サッカー界に悪い指導者など存在しない。「4-3-3の話は卒業しよう」から始まったビジャレアルの指導改革
学び壊し、学び直し「普段の会話からして大きく変わった」
――学び壊し(unlearn/アンラーン)、学び直し(relearn/リラーン)ですね。セルヒオにとって、ひとつの壮大な実験でもあったわけですね? S:おっしゃる通りです。チームや指導者たちのさらなる可能性へのチャレンジ。その可能性を自分たちで見い出して欲しかった。当時すでにビジャレアルでは世界トップレベルの育成組織が整備されていました。それでもまだ私たち指導者は、勝ち負けにとらわれていました。その「とらわれた状態」に、指導者がどこに意識を向けていたのかが見て取れます。そこを変えたかった。なぜならば同じ勝利という成果を生むのに、今までよりもっと豊かなやり方がある。選手に勝利だけでなく人として成長をもたらす異なるやり方もあると気づいてほしかった。そのプロセスとして、フットボール、チーム、選手、育成などすべての概念を一つひとつみんなで細かく考察しました。それによって新たな視座が生まれました。 ――学び壊しは、例えばどの部分? S:まず指導者が立っている舞台というものが揺るがされる。そういう事象が起こりました。みんな撮影された自分の姿を見て混乱していた。ユリコもね(笑)。そういう目視で測れるものがあったと思う。もうひとつ、指導者一人ひとりの現在地は、その人の言葉や言葉を介さないコミュニケーションからはかり知ることができます。勝利にとらわれている人は、勝つことばかりに執着したコンテクスト(分脈)で選手にメッセージを送っていた。主語は誰? 意識(フォーカス)の焦点はどこにあたってる? とみんなで何度も立ち返る作業を行った。 ――どんな成果を感じますか? S:スペイン語で言うとレスルタディスタ(resultadista)。

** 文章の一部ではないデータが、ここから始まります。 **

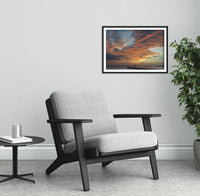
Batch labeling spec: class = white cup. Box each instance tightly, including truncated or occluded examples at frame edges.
[12,124,22,138]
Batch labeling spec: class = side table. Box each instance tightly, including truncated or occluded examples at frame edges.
[0,136,45,183]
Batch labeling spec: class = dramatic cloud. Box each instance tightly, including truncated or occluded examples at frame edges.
[106,30,164,66]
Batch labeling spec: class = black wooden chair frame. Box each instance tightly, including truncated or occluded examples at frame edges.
[46,99,161,191]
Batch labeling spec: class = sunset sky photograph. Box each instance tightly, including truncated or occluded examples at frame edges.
[106,29,164,69]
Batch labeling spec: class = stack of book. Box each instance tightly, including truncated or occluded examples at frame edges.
[0,136,33,144]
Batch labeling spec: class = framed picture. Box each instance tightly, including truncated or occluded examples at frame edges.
[102,26,168,73]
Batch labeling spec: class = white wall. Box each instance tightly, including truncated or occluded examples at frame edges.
[0,0,200,148]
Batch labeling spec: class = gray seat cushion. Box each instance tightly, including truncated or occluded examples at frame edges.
[64,132,157,153]
[50,90,117,144]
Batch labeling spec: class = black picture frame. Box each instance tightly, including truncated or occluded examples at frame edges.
[102,26,168,73]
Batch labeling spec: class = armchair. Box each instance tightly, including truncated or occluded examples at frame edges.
[46,91,161,191]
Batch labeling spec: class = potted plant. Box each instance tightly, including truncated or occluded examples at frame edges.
[170,36,200,169]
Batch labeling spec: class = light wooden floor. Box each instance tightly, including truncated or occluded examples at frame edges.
[0,160,200,196]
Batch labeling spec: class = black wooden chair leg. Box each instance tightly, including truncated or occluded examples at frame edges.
[46,158,63,174]
[149,151,159,180]
[102,161,112,167]
[79,160,90,191]
[73,123,90,191]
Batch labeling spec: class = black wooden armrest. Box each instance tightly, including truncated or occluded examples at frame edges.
[113,114,161,131]
[113,114,161,118]
[47,119,92,124]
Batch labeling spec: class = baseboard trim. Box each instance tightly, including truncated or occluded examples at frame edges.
[0,144,193,160]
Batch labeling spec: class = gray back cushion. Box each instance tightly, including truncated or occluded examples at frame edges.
[50,90,117,144]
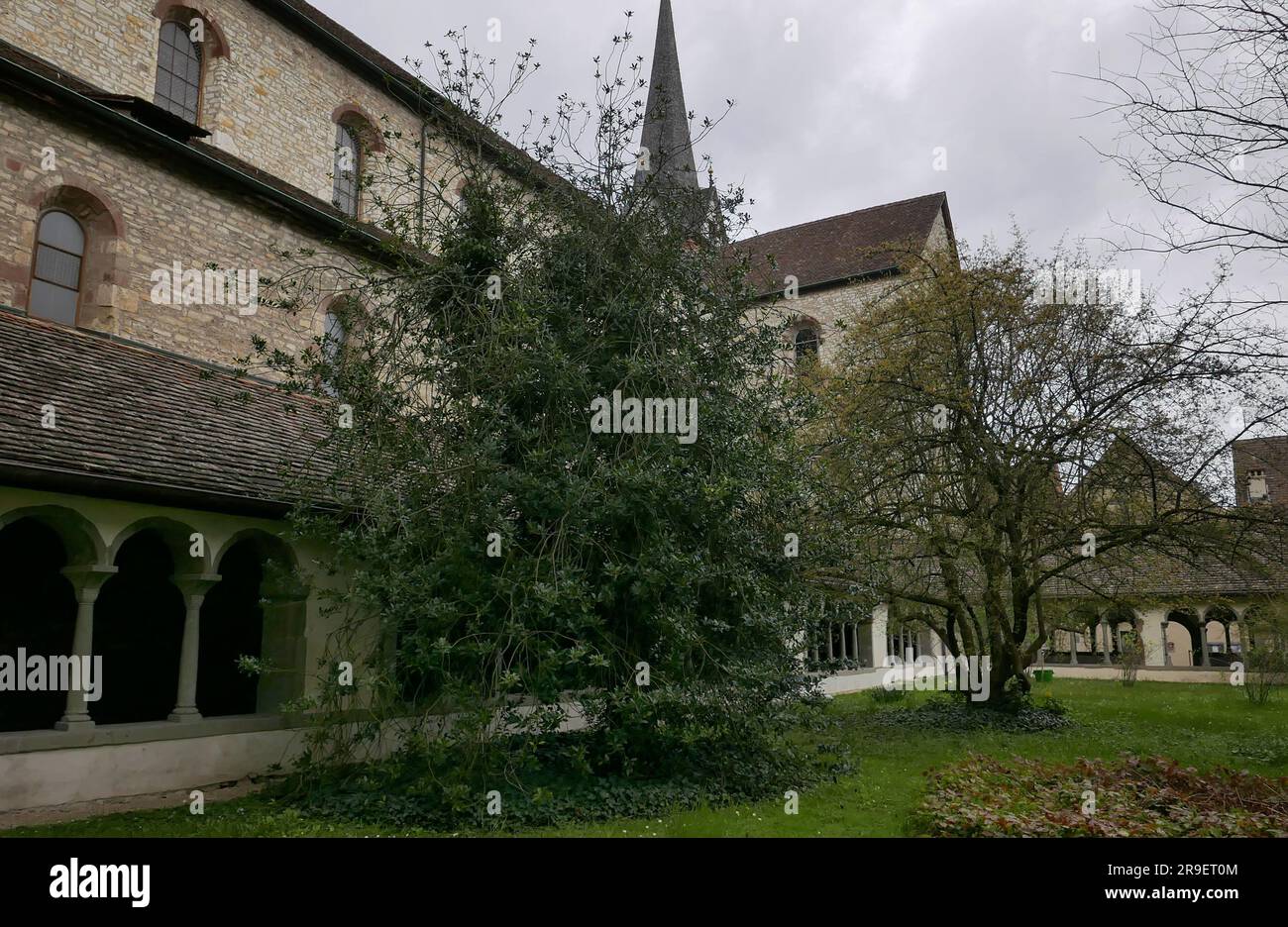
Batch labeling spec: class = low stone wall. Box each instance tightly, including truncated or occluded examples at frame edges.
[821,665,1231,695]
[0,725,304,811]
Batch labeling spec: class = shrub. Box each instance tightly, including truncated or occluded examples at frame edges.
[1243,645,1288,705]
[871,695,1073,734]
[1118,634,1145,686]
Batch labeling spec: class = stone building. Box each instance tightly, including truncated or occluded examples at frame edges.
[0,0,952,811]
[0,0,541,810]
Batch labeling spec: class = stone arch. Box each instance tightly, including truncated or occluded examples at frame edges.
[0,505,108,566]
[1103,604,1140,662]
[108,515,211,575]
[152,0,232,60]
[89,518,187,724]
[331,102,385,154]
[1167,605,1203,667]
[0,509,76,731]
[14,181,125,331]
[197,528,308,717]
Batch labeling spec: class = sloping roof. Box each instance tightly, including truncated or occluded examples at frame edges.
[0,312,329,514]
[730,192,953,295]
[1042,550,1288,600]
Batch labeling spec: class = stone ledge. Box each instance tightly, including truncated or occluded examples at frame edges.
[0,715,301,756]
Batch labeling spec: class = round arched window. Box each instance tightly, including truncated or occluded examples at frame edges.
[152,21,201,123]
[27,210,85,325]
[795,326,818,360]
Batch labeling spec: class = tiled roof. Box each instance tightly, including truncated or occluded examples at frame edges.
[1234,435,1288,505]
[0,312,337,510]
[1042,550,1288,600]
[730,193,953,293]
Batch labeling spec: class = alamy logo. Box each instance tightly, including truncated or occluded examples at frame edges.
[590,390,698,445]
[881,651,992,702]
[0,648,103,702]
[49,857,152,908]
[151,261,259,316]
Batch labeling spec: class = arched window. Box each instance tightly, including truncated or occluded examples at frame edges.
[331,123,362,219]
[27,210,85,325]
[154,21,201,123]
[322,305,349,396]
[322,312,345,364]
[795,326,818,360]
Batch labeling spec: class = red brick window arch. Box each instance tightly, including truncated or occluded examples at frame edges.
[331,103,385,219]
[27,209,85,326]
[154,20,202,123]
[152,0,229,124]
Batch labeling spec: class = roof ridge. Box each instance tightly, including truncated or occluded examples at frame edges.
[733,190,948,246]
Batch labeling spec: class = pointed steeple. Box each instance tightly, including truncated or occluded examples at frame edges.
[635,0,698,192]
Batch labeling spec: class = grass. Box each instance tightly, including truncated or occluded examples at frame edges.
[8,678,1288,837]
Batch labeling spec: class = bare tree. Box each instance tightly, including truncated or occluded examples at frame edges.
[1094,0,1288,311]
[806,237,1288,699]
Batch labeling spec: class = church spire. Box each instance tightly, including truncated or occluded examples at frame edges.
[635,0,698,192]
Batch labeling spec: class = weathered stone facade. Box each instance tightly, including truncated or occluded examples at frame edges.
[0,0,456,202]
[0,0,471,364]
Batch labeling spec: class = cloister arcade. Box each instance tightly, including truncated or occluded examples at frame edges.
[0,489,309,733]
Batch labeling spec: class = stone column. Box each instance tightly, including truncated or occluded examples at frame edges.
[868,604,890,670]
[1140,608,1169,667]
[167,573,222,721]
[54,566,116,730]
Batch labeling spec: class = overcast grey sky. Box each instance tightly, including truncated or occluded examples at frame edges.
[313,0,1267,311]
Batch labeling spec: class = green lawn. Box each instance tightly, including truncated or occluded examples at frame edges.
[8,679,1288,837]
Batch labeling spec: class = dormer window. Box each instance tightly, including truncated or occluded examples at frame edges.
[154,20,201,123]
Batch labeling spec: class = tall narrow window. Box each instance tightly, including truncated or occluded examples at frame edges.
[154,22,201,123]
[322,312,347,395]
[331,124,362,218]
[27,210,85,325]
[796,329,818,360]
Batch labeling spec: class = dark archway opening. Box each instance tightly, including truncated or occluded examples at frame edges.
[197,540,265,717]
[0,518,76,731]
[89,529,185,724]
[1167,610,1203,666]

つまり成果優先主義と、成果に繋げる過程をヒューマナイズする(人間味あふれるものにする)2つの指導法があると考えました。要は成果を出せばそれだけで良いのか、それとも選手を起点にして成果までの道のり、つまり「過程」にアプローチするのか。それまでビジャレアルでもレスルタディスタ的指導者が多くみられましたが、人を中心に物事を考える方向に変換できた。それが大きかった。そうすることで、指導者たちがより安心して、肩の力を抜き、本当に大切なことに集中して取り組める環境が生まれました。それが自分の中では一番の満足です。 ――しかも、指導者が主体的に変容した。成果を生むまでのプロセスが良かったですね。 S:指導者の変容は「自分のものになる」ということで初めて完成と言えます。他人から聞いて「ああ、わかった。いい話を聞いた」で終わっていてはダメ。強制的に押し付けられているものでは根付かないし、本物ではない。 ――具体的にはどんな姿を見ましたか? S:ラ・リーガのグラナダで(2023年9月現在)監督をしているパコ・ロペス監督はビジャレアルで当時U―23の監督でした。2部リーグのレバンテのハビ・カジェハ監督は当時U―21監督。そしてユリコはレディーストップチームの監督だった。ビジャレアルのトップ5(※)の監督の中でこの3人はよく話をしていましたが、普段の会話からして大きく変わった。個々の選手がどうだとか、チームのここがまだ弱いといった評価から、自分たちの指導や扱う言葉に目が向くようになった。それは彼らの意識の方向(フォーカス)が変わったからです。選手やフットボールそのものに対する見方が変わり、監督の役割についての概念も変わった。数え切れないほど多くの変化を感じました。思考が具現化し始めた瞬間です。 (※)ビジャレアルCF、40チームのトップ5チームのこと。トップチーム・U―23・U―21・U―19・レディース。